6. Indemnification. The Company shall, to the fullest extent permitted
---------------
by law, indemnify Whitney and each of its agents, officers, shareholders,
employees, members, representatives, and all others acting on its behalf
(collectively with Whitney, the "Indemnified Parties"), against any and all
liabilities, costs, expenses (including reasonable legal fees and expenses),
settlements, judgments and losses (collectively, "Damages"), resulting from, in
connection with or arising out of any actual or threatened claim, action,
demand, dispute or proceeding of whatever kind and nature that may be asserted
against an Indemnified Party in any way arising from the activities of Whitney
pursuant to this agreement to the same extent as if such Indemnified Party were
an officer of the Company, and all of such Damages shall be advanced to each
Indemnified Party to the fullest extent permitted an officer of the Company
under and subject to repayment in accordance with Delaware law. In addition, the
personal liability of each Indemnified Party is hereby eliminated or limited to
the fullest extent permitted by paragraph 7 of subsection (b) of section 102 of
the Delaware General Corporation Law, as the same may be amended or supplemented
from time to time or pursuant to any successor provision, to the same extent as
if such Indemnified Party were an officer of the Company under Delaware Law.

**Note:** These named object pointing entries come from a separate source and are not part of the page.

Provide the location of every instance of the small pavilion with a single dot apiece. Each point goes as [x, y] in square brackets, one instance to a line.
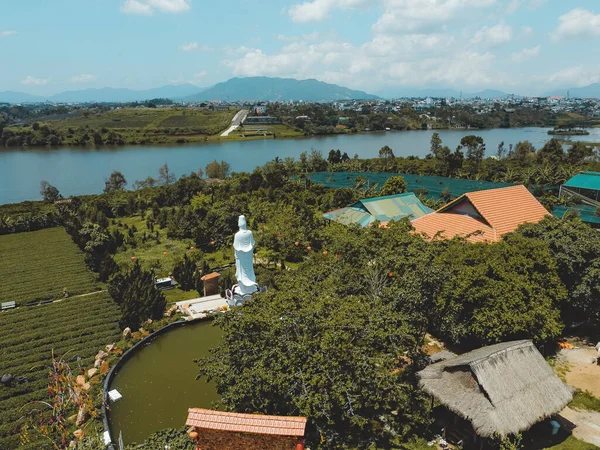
[218, 430]
[495, 391]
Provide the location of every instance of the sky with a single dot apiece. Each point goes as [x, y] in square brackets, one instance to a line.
[519, 46]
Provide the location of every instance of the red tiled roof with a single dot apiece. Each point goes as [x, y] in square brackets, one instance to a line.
[210, 276]
[502, 211]
[246, 423]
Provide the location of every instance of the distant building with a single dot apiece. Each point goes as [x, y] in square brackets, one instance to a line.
[482, 216]
[383, 209]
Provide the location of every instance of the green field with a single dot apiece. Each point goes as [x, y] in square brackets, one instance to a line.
[38, 265]
[126, 126]
[80, 326]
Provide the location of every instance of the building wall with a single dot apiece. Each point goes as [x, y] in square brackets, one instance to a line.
[224, 440]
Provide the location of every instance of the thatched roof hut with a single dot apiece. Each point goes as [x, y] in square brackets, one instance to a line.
[501, 389]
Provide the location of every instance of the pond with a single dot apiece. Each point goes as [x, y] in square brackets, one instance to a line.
[158, 383]
[76, 171]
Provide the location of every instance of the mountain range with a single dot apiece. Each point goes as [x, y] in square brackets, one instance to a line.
[278, 89]
[266, 89]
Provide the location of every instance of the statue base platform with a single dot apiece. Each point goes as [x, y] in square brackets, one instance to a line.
[236, 298]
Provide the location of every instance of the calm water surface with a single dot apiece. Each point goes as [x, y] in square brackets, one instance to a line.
[83, 171]
[158, 383]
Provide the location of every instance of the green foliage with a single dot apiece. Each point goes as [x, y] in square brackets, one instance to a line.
[393, 186]
[75, 328]
[48, 192]
[217, 170]
[135, 293]
[498, 292]
[40, 265]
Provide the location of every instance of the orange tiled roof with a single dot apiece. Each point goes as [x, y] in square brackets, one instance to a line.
[246, 423]
[502, 211]
[210, 276]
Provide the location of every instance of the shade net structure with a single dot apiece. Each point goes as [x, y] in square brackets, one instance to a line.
[428, 186]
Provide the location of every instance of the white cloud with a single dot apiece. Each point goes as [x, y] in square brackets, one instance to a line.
[194, 47]
[572, 77]
[525, 54]
[147, 7]
[578, 23]
[35, 81]
[317, 10]
[411, 15]
[496, 35]
[83, 78]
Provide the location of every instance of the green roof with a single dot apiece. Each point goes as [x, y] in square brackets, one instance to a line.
[384, 209]
[585, 180]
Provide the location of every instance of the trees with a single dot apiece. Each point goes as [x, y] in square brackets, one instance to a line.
[217, 170]
[48, 192]
[497, 292]
[393, 186]
[135, 293]
[116, 182]
[165, 176]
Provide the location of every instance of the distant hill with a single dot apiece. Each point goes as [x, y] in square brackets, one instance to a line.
[116, 95]
[591, 91]
[19, 97]
[440, 93]
[277, 89]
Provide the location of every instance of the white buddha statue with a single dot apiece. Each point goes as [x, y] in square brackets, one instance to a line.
[243, 244]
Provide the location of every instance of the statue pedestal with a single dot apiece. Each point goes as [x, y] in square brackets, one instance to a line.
[235, 297]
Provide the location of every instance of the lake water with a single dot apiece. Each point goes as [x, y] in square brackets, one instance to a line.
[158, 383]
[83, 171]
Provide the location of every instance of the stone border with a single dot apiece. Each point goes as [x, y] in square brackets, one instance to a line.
[122, 360]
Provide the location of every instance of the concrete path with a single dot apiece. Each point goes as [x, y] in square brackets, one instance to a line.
[587, 424]
[236, 121]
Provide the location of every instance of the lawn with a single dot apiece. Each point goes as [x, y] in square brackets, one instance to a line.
[38, 265]
[80, 326]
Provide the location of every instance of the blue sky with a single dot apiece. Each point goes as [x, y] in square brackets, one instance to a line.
[520, 46]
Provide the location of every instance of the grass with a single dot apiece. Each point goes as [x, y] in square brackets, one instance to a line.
[134, 126]
[38, 265]
[80, 326]
[572, 443]
[585, 400]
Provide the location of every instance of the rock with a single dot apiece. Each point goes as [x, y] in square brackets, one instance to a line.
[82, 417]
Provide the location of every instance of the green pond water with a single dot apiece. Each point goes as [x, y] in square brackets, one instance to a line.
[158, 383]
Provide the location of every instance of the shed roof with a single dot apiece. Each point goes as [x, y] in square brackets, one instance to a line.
[501, 389]
[383, 209]
[483, 215]
[246, 423]
[585, 180]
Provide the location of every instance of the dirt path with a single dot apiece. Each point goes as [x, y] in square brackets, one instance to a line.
[583, 373]
[587, 424]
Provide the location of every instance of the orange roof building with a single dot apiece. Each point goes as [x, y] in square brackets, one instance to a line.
[482, 216]
[217, 430]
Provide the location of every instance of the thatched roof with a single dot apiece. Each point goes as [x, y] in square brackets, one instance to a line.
[501, 389]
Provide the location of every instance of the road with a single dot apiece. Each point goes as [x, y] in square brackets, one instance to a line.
[236, 121]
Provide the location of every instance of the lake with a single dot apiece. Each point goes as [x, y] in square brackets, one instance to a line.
[83, 171]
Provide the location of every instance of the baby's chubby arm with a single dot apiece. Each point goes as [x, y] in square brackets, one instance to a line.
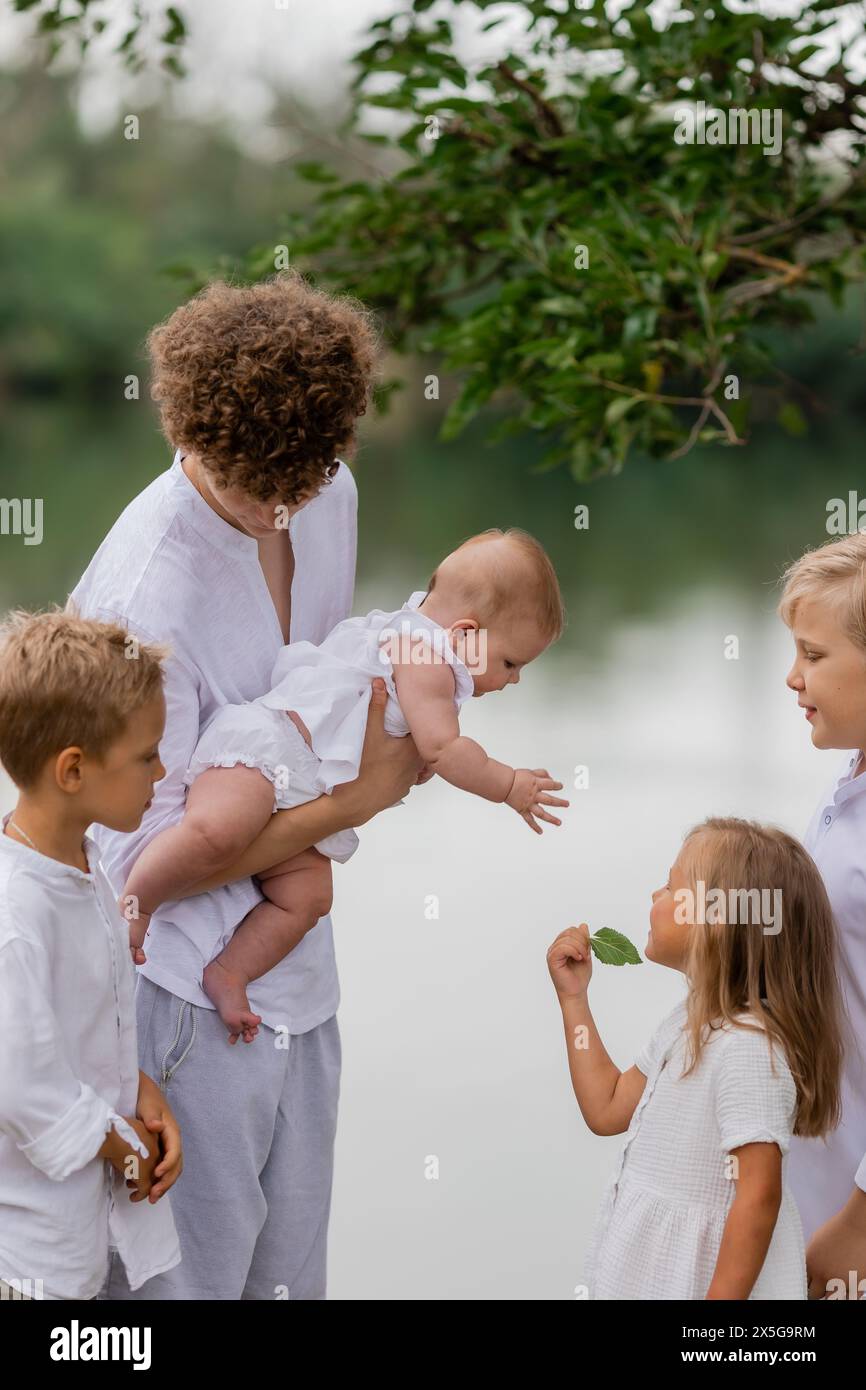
[427, 698]
[426, 692]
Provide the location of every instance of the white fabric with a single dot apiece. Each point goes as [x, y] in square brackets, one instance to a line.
[663, 1212]
[268, 741]
[68, 1072]
[328, 687]
[824, 1172]
[173, 570]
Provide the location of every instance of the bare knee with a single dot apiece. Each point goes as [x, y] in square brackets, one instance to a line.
[321, 886]
[225, 818]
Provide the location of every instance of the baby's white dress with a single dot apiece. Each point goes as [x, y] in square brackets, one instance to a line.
[663, 1212]
[328, 687]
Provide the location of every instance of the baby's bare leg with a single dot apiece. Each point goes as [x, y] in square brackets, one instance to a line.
[299, 893]
[227, 808]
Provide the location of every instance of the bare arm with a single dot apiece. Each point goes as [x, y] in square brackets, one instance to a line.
[427, 699]
[749, 1222]
[389, 767]
[606, 1096]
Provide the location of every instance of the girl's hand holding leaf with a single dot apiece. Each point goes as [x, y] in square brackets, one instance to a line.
[570, 957]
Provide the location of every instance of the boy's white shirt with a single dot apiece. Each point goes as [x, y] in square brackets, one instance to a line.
[823, 1172]
[173, 570]
[68, 1070]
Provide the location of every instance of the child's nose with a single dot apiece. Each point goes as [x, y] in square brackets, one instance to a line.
[794, 680]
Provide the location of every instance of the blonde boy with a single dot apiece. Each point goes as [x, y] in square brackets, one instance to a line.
[81, 716]
[823, 602]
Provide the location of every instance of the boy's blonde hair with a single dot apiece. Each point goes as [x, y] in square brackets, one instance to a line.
[68, 681]
[788, 979]
[834, 571]
[516, 574]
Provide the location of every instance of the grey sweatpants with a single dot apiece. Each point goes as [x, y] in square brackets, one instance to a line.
[257, 1125]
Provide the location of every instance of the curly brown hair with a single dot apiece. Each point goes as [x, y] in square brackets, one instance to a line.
[264, 382]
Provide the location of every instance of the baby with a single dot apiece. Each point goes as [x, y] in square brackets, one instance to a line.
[492, 606]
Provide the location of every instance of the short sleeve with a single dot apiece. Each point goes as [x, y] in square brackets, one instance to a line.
[755, 1091]
[652, 1052]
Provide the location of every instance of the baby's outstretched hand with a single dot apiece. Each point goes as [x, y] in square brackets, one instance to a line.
[531, 792]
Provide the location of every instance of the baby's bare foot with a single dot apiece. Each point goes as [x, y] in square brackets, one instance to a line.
[228, 993]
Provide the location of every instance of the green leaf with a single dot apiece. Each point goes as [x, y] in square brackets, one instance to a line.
[619, 406]
[793, 420]
[613, 948]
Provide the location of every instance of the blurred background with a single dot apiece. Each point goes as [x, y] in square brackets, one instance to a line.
[452, 1039]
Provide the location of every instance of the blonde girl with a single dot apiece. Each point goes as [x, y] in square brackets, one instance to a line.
[698, 1204]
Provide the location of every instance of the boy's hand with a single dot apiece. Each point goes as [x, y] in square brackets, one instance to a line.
[159, 1119]
[531, 792]
[136, 1171]
[138, 922]
[570, 962]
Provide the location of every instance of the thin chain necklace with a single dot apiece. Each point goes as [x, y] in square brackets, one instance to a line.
[22, 833]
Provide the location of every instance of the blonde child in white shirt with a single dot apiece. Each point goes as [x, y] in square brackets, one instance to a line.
[698, 1205]
[823, 602]
[496, 591]
[88, 1144]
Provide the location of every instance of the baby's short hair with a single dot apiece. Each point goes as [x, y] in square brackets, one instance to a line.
[264, 382]
[836, 573]
[521, 574]
[68, 681]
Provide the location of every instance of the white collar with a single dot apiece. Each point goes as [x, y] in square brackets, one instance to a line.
[47, 866]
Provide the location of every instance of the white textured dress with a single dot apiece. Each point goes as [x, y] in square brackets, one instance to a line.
[663, 1212]
[328, 687]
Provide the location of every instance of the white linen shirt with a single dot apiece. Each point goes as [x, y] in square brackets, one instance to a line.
[68, 1072]
[824, 1172]
[173, 570]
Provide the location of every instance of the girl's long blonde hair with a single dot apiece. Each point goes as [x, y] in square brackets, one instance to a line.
[788, 979]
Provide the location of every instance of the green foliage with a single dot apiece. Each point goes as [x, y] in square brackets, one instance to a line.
[613, 948]
[86, 22]
[494, 178]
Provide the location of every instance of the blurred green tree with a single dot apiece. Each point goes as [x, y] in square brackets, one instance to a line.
[89, 20]
[603, 230]
[556, 235]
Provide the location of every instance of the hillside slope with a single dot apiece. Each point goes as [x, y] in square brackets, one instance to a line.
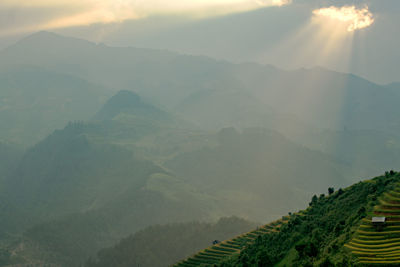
[327, 233]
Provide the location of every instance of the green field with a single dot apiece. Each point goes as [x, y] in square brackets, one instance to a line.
[375, 246]
[216, 253]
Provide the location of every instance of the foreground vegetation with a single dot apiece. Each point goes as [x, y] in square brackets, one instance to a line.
[322, 234]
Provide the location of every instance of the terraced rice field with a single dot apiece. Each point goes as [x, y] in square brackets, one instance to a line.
[216, 253]
[380, 246]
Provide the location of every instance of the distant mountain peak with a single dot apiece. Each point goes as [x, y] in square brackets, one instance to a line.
[126, 102]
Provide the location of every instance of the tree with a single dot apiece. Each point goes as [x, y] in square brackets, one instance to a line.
[331, 190]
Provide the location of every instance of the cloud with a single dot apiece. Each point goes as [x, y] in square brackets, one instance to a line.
[354, 18]
[22, 15]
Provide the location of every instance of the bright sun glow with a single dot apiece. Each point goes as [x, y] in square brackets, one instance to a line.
[354, 18]
[72, 13]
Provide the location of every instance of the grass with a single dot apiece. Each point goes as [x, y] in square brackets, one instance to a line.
[216, 253]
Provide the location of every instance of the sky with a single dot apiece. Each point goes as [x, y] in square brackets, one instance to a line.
[344, 35]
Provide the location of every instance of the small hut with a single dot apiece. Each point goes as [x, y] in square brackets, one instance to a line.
[378, 222]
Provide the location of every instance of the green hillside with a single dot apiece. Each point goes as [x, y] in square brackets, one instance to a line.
[162, 245]
[335, 230]
[231, 247]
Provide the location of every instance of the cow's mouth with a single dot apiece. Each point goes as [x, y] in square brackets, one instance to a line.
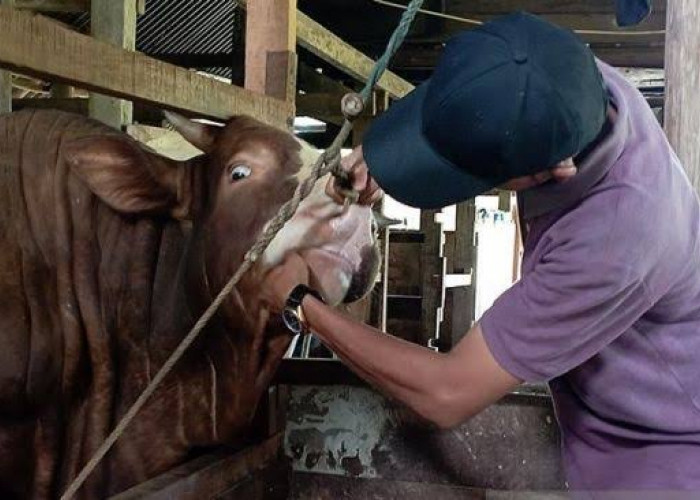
[339, 278]
[363, 279]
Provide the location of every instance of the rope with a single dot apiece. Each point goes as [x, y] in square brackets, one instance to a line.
[477, 22]
[328, 162]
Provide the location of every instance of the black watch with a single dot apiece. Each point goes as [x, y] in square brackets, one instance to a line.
[292, 315]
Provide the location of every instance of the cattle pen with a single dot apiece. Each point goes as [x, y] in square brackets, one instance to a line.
[320, 431]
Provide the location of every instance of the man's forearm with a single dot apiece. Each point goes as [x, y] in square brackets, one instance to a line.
[444, 388]
[402, 370]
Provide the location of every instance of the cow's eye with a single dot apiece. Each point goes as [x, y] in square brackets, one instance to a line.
[239, 172]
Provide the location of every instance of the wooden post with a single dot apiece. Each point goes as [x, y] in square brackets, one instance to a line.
[113, 21]
[433, 270]
[270, 69]
[461, 312]
[682, 114]
[6, 79]
[270, 60]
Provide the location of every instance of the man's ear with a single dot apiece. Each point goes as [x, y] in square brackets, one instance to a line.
[198, 134]
[130, 179]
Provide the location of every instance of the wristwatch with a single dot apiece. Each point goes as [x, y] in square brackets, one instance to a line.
[292, 314]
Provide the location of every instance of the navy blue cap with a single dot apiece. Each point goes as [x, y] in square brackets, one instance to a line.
[510, 98]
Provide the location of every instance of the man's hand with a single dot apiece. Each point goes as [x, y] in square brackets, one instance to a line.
[362, 182]
[281, 280]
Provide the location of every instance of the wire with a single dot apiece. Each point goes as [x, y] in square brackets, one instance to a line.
[476, 22]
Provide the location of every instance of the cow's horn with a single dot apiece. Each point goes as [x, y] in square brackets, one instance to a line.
[383, 221]
[199, 135]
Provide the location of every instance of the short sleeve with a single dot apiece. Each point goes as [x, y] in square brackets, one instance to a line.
[561, 314]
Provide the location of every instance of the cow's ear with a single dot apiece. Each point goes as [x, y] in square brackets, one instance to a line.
[200, 135]
[130, 179]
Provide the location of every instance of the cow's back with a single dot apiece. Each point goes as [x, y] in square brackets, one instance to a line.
[66, 264]
[32, 197]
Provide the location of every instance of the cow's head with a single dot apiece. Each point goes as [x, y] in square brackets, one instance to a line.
[247, 172]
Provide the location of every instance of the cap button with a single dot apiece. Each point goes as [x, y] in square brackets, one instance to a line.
[520, 56]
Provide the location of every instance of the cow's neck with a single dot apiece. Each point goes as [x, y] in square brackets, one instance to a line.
[220, 376]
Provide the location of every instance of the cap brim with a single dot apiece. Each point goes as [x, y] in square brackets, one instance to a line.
[405, 165]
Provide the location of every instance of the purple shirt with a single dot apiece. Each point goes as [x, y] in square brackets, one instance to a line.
[608, 309]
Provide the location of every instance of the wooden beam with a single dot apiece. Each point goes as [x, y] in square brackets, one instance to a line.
[6, 77]
[320, 105]
[270, 27]
[460, 302]
[682, 114]
[332, 49]
[424, 57]
[433, 272]
[113, 21]
[208, 476]
[72, 6]
[40, 47]
[311, 81]
[5, 92]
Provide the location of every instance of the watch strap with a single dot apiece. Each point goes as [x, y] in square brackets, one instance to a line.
[296, 296]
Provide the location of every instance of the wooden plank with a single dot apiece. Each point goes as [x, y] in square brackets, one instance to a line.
[315, 372]
[54, 5]
[322, 106]
[311, 81]
[40, 47]
[281, 76]
[460, 303]
[332, 49]
[270, 27]
[6, 77]
[113, 21]
[459, 7]
[207, 476]
[433, 271]
[5, 92]
[682, 114]
[419, 57]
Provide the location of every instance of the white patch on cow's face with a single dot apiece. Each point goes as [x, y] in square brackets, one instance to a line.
[331, 238]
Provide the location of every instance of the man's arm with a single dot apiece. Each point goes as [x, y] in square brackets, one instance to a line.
[446, 389]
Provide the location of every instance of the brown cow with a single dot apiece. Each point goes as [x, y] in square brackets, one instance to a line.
[108, 254]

7. Limit on Termination. The Company shall have no right to terminate
--------------------
this agreement unless Whitney shall have committed gross negligence or willful
misconduct in the performance of its duties hereunder. In the event of a dispute
with respect to the foregoing, the prevailing party in such dispute shall be
entitled to recover its reasonable legal fees and expenses in connection
therewith.
-4-
Please signify your approval of this agreement by signing in the space
provided below.
Very truly yours,
WHITNEY MEZZANINE MANAGEMENT
COMPANY, L.L.C.
By:/s/
---------------------------------
Name:
Title:
Agreed:
MEDSOURCE TECHNOLOGIES, INC.
By: /s/ Xxxxxxx X. Xxxxxxx
----------------------------------
Name: Xxxxxxx X. Xxxxxxx
Title: Chairman
-5-
MedSource Technologies, Inc.
000 Xxxxxxxx Xxxx, Xxxxx 000
Xxxxxxxxxxx, Xxxxxxxxx 00000
October , 2000
Whitney Mezzanine Management Company, L.L.C.
000 Xxxxx Xxxxxx
Xxxxxxxx, Xxxxxxxxxxx 00000
Re: Whitney Management Services Agreement dated March 30, 1999 (the
---------------------------------------------------------------
"Management Services Agreement")
--------------------------------
Gentlemen:
This will confirm our agreements as follows:
In the event that MedSource Technologies, Inc. ("MedSource") proposes to
effect a "Qualified IPO" (as such term is defined in the Certificate of
Designation of the Company's 6.0% Cumulative Convertible Redeemable Preferred
Stock, Series C) and in connection with such Qualified IPO the lead underwriter
advises both MedSource and Whitney Mezzanine Management Company in writing that
in the opinion of such firm the continuation of the Management Services
Agreement after such Qualified IPO would adversely affect the offering and sale
of the securities of MedSource in such Qualified IPO, then MedSource will have
the right to terminate the Management Services Agreement upon the closing of
such Qualified IPO provided that, at such closing, MedSource pays to Whitney
--------
Mezzanine Management (in addition to all other fees which have accrued to
Whitney Mezzanine Management under the Management Services Agreement prior to
such Qualified IPO), in cash, a fee equal to 1.5 times the total fees paid
and/or accrued under the Management Services Agreement for the 12 months
preceding the closing.
Please confirm our agreements below.
Very truly yours,
MEDSOURCE TECHNOLOGIES, INC.
By: /s/ Xxxxxxx X. Xxxxxxx
-------------------------------
-6-
Agreed:
WHITNEY MEZZANINE MANAGEMENT COMPANY L.L.C.